The U.N. General Assembly elected Jordan to the Security Council on Friday to replace Saudi Arabia, which had rejected the seat in an unprecedented act to protest the council’s failure to end the Syrian and Israeli-Palestinian conflicts.
Arab countries chose Jordan as a replacement, and Asian nations endorsed it to take the traditional Arab seat on U.N.’s most powerful body. It received 178 “yes” votes in the election.
Saudi Arabia got one vote, and four countries in the 193-member world body abstained. The 10 other countries were either absent or unable to vote because of unpaid dues.
Jordan’s Foreign Minister Nasser Judeh said the country was “extremely honored” and “humbled” by the near consensus support from the international community, which recognized “Jordan’s relentless efforts in the pursuit of peace and security, the very principles that the Security Council is mandated to preserve.”
Saudi Arabia stunned the diplomatic world by rejecting the Security Council seat less than 24 hours after it was elected on Oct. 17.
The Saudi Foreign Ministry denounced the Security Council’s inability to resolve the Syrian civil war and Israeli-Palestinian conflict and to convene a conference on creating a Mideast zone free of weapons of mass destruction. Saudi Arabia also was upset about the warming U.S.-Iran relationship, seeing Tehran as its main rival in the region.

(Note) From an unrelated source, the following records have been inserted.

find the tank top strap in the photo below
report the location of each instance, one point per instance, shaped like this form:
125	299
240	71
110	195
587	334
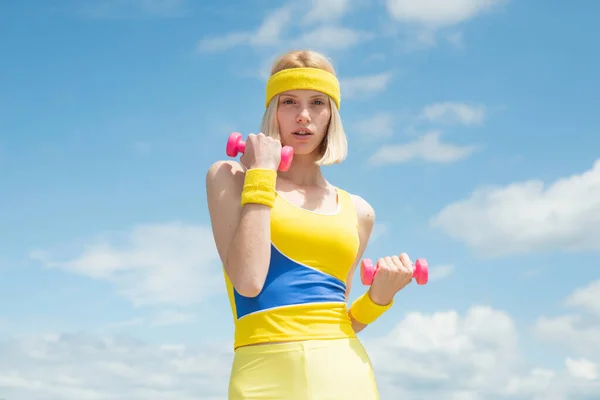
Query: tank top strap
347	209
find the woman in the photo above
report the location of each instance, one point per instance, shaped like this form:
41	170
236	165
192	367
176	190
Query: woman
290	243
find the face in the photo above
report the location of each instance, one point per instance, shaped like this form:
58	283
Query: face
303	117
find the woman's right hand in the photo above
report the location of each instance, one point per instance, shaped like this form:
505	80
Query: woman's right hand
261	152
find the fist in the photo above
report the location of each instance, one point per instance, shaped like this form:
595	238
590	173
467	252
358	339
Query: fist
261	152
393	274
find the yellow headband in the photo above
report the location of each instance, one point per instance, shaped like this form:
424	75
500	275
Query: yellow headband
303	78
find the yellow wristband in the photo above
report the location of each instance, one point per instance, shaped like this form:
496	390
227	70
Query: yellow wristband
365	311
259	186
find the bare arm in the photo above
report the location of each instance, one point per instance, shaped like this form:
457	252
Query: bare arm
366	221
242	234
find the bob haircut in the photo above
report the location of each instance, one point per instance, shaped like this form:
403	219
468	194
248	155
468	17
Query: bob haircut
334	147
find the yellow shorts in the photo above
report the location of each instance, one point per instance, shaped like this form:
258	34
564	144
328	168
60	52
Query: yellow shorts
337	369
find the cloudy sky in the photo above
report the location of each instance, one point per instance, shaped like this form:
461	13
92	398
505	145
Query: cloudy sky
474	133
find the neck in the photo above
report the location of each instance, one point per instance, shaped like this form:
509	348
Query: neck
304	172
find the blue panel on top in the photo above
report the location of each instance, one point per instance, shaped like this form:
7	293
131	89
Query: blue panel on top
290	283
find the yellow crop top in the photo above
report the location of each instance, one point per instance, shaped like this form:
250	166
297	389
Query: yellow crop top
304	293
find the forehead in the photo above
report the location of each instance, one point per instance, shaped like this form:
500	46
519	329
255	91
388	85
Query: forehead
303	93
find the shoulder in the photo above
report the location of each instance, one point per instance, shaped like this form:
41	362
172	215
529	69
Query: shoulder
364	211
224	174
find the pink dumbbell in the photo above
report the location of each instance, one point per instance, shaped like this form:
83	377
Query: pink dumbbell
368	271
236	145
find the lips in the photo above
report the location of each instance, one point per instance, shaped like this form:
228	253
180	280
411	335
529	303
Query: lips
302	132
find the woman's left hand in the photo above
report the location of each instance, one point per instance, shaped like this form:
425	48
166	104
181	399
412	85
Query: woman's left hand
393	274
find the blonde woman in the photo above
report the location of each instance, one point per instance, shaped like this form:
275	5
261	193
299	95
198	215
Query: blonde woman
290	243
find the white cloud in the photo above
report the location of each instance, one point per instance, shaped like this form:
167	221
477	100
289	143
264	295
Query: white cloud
454	112
375	127
353	87
428	148
424	19
330	37
171	263
78	367
326	11
438	13
443	355
447	356
586	298
580	330
440	272
528	216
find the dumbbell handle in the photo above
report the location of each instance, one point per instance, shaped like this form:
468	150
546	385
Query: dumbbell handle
235	145
368	271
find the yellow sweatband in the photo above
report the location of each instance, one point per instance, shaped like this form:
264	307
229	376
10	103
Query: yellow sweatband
259	186
365	311
303	78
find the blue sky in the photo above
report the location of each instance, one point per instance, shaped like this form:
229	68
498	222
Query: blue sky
473	131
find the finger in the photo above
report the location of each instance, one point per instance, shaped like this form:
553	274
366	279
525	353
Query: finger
406	262
389	262
396	261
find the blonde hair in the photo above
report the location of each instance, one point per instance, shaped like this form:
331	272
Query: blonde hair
334	147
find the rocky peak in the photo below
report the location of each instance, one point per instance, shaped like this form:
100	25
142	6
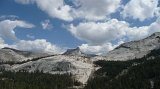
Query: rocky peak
135	49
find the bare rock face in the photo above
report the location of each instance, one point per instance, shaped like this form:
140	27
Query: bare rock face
74	52
80	67
134	49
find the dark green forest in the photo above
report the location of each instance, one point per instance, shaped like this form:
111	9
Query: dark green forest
143	73
36	80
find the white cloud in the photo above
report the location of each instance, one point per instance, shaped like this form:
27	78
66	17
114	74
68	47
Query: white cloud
46	25
38	45
30	36
95	10
7	27
54	8
85	9
102	37
25	1
141	9
2	43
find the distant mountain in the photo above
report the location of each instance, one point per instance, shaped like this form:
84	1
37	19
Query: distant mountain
74	52
77	52
135	49
73	61
139	73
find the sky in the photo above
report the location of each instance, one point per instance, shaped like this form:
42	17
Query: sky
96	26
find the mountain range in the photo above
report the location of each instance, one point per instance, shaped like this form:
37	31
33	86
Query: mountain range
82	66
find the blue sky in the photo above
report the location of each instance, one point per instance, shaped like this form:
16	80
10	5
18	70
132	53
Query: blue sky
95	26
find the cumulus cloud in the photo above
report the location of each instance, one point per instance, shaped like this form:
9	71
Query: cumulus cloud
102	37
86	9
30	36
141	9
46	25
95	10
38	45
54	8
7	27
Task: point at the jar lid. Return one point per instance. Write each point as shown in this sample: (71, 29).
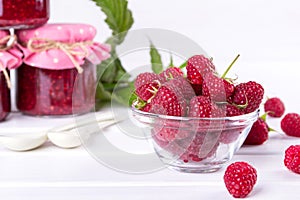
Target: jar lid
(61, 46)
(59, 32)
(3, 33)
(10, 56)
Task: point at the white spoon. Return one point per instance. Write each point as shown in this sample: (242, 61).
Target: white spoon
(29, 141)
(23, 142)
(71, 138)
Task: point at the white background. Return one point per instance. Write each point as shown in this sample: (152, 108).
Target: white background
(265, 33)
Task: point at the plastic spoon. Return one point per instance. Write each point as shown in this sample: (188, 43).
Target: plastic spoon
(29, 141)
(71, 138)
(23, 142)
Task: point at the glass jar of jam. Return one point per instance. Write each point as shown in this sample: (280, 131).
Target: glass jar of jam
(4, 97)
(23, 13)
(58, 74)
(10, 58)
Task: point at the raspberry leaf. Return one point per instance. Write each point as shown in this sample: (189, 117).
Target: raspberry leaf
(229, 67)
(118, 17)
(171, 61)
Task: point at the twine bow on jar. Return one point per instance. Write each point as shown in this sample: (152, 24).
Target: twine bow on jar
(6, 43)
(70, 49)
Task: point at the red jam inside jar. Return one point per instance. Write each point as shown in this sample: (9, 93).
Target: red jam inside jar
(4, 97)
(42, 92)
(23, 13)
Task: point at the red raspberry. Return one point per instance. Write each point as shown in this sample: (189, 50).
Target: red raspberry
(258, 134)
(249, 94)
(218, 89)
(274, 107)
(290, 124)
(197, 67)
(240, 178)
(170, 73)
(292, 158)
(181, 85)
(232, 110)
(169, 131)
(202, 107)
(147, 91)
(169, 100)
(145, 78)
(146, 108)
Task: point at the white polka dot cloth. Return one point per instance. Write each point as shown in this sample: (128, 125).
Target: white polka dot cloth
(56, 58)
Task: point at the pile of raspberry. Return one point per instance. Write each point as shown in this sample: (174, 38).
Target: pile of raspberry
(201, 93)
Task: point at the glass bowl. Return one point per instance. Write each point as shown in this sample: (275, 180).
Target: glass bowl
(195, 145)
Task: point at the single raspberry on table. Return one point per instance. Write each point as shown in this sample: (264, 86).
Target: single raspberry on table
(274, 107)
(145, 78)
(197, 67)
(248, 95)
(240, 178)
(218, 89)
(290, 124)
(170, 73)
(258, 134)
(292, 158)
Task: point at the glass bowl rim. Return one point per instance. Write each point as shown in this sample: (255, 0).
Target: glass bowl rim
(247, 116)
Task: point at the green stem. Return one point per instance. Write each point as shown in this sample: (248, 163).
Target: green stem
(183, 65)
(227, 70)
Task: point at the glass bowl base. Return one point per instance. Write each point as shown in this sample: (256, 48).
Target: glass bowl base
(196, 169)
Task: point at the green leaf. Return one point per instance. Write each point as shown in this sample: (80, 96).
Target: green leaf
(102, 94)
(183, 65)
(156, 62)
(118, 17)
(171, 61)
(123, 94)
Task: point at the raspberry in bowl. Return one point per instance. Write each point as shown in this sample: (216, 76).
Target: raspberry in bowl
(195, 145)
(196, 122)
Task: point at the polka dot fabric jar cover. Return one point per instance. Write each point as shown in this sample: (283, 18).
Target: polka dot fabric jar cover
(58, 74)
(10, 58)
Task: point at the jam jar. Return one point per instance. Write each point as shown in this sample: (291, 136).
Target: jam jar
(10, 58)
(4, 97)
(58, 74)
(23, 13)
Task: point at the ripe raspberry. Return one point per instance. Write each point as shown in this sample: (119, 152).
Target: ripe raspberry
(169, 131)
(170, 73)
(145, 78)
(258, 134)
(240, 178)
(169, 101)
(292, 158)
(197, 67)
(290, 124)
(275, 107)
(146, 108)
(218, 89)
(147, 91)
(201, 106)
(249, 94)
(232, 110)
(181, 85)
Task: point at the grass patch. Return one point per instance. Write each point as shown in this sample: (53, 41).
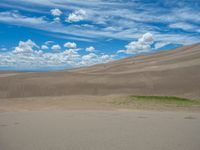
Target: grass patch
(157, 100)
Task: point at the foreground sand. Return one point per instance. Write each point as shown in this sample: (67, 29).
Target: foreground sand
(99, 130)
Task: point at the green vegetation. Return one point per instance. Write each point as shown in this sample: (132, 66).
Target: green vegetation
(162, 100)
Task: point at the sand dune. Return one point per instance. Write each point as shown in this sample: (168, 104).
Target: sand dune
(174, 72)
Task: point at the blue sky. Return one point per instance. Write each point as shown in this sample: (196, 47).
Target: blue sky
(50, 34)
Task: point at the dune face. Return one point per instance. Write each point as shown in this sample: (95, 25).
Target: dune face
(174, 72)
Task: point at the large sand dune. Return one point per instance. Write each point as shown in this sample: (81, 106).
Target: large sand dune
(174, 72)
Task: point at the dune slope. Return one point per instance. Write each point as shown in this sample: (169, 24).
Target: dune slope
(174, 72)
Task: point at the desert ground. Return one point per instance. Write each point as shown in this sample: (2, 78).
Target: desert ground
(95, 108)
(174, 73)
(99, 130)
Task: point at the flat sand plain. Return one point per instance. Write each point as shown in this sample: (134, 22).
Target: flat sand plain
(99, 130)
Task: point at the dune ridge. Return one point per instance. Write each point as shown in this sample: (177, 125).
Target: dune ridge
(174, 72)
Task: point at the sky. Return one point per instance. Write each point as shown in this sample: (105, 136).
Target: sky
(43, 35)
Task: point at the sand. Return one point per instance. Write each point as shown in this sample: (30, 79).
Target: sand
(174, 73)
(99, 130)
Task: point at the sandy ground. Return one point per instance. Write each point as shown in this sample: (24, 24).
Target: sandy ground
(85, 102)
(99, 130)
(173, 73)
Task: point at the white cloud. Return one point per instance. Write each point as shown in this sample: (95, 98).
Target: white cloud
(184, 26)
(56, 47)
(56, 12)
(143, 44)
(161, 44)
(44, 47)
(71, 45)
(3, 49)
(28, 56)
(25, 47)
(56, 20)
(76, 16)
(90, 49)
(15, 17)
(48, 42)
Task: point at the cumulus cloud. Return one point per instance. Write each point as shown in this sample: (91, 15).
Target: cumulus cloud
(184, 26)
(90, 49)
(71, 45)
(56, 12)
(25, 47)
(44, 47)
(143, 44)
(56, 47)
(28, 56)
(76, 16)
(160, 44)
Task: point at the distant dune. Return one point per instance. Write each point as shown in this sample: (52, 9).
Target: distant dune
(175, 72)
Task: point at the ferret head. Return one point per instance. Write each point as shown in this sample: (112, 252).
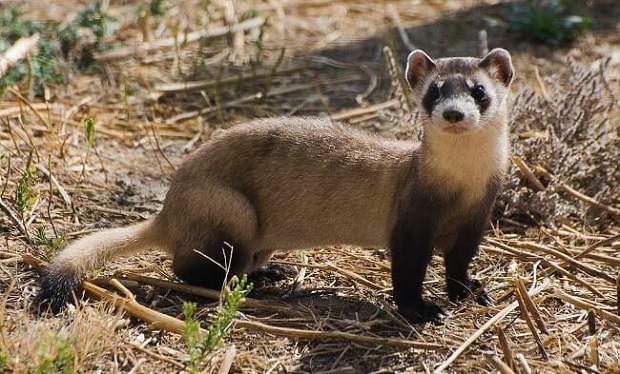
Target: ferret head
(460, 95)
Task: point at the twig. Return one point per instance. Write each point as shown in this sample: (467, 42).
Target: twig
(355, 277)
(594, 246)
(527, 173)
(498, 364)
(582, 304)
(280, 91)
(578, 194)
(31, 106)
(227, 360)
(157, 356)
(492, 321)
(529, 304)
(541, 84)
(18, 223)
(63, 193)
(336, 335)
(505, 345)
(155, 319)
(530, 324)
(18, 51)
(191, 37)
(525, 367)
(7, 112)
(393, 13)
(209, 84)
(553, 266)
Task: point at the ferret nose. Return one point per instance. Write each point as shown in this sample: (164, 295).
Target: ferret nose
(453, 116)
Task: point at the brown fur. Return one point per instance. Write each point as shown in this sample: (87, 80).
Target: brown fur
(292, 183)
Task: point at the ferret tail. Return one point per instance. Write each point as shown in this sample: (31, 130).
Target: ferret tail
(64, 274)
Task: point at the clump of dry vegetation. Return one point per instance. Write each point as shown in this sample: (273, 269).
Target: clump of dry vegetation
(567, 135)
(149, 81)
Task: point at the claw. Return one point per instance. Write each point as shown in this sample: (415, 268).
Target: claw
(422, 312)
(459, 291)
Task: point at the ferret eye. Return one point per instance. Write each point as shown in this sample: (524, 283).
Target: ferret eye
(478, 93)
(433, 93)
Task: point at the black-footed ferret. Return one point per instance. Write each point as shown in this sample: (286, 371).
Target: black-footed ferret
(279, 184)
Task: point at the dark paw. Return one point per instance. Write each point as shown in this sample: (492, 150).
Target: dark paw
(422, 312)
(56, 291)
(272, 273)
(459, 291)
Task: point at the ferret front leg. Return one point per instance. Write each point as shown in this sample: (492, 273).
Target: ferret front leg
(457, 260)
(412, 248)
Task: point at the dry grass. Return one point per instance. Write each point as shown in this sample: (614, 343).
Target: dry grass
(551, 260)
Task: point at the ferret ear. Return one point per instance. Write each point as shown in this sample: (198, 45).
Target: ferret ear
(418, 67)
(499, 64)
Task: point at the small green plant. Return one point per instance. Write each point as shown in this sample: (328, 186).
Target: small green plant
(89, 131)
(4, 360)
(258, 60)
(50, 244)
(198, 345)
(548, 22)
(99, 21)
(43, 68)
(158, 8)
(25, 195)
(55, 355)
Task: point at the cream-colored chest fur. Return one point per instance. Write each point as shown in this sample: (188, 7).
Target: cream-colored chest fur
(466, 162)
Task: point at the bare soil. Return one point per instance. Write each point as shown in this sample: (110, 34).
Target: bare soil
(318, 57)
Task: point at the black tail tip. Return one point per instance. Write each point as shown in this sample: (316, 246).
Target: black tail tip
(56, 289)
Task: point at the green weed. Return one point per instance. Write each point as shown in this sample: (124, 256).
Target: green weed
(158, 8)
(4, 359)
(89, 131)
(42, 69)
(198, 345)
(55, 355)
(25, 195)
(549, 22)
(99, 21)
(51, 245)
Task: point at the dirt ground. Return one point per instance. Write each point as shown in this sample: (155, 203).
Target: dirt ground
(155, 98)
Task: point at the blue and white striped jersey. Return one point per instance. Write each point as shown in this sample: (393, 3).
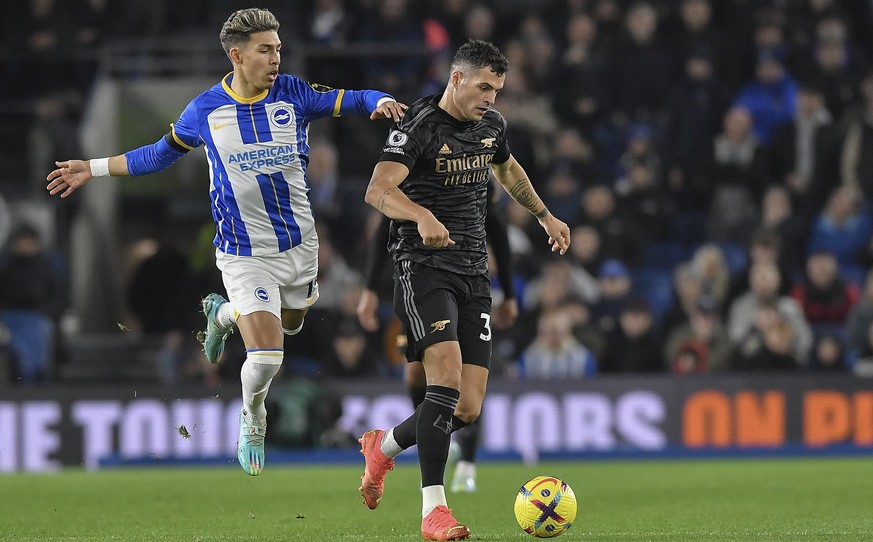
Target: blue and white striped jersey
(257, 151)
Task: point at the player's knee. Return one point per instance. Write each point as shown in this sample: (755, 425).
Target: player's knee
(468, 413)
(293, 331)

Asked whether Jordan agreed that the Security Council was dysfunctional, Judeh said, “Saudi Arabia declined to take the seat for its sovereign reasons.”
“These are reasons that we respect. This is their independent decision,” he said.
The Security Council has five permanent members with veto power — the U.S., Russia, China, Britain and France — and 10 elected members who serve two-year terms.
Since joining the world body in 1955, Jordan has held the council seat twice before. It will join four other newcomers to the council on Jan. 1 — Chad, Nigeria, Lithuania and Chile.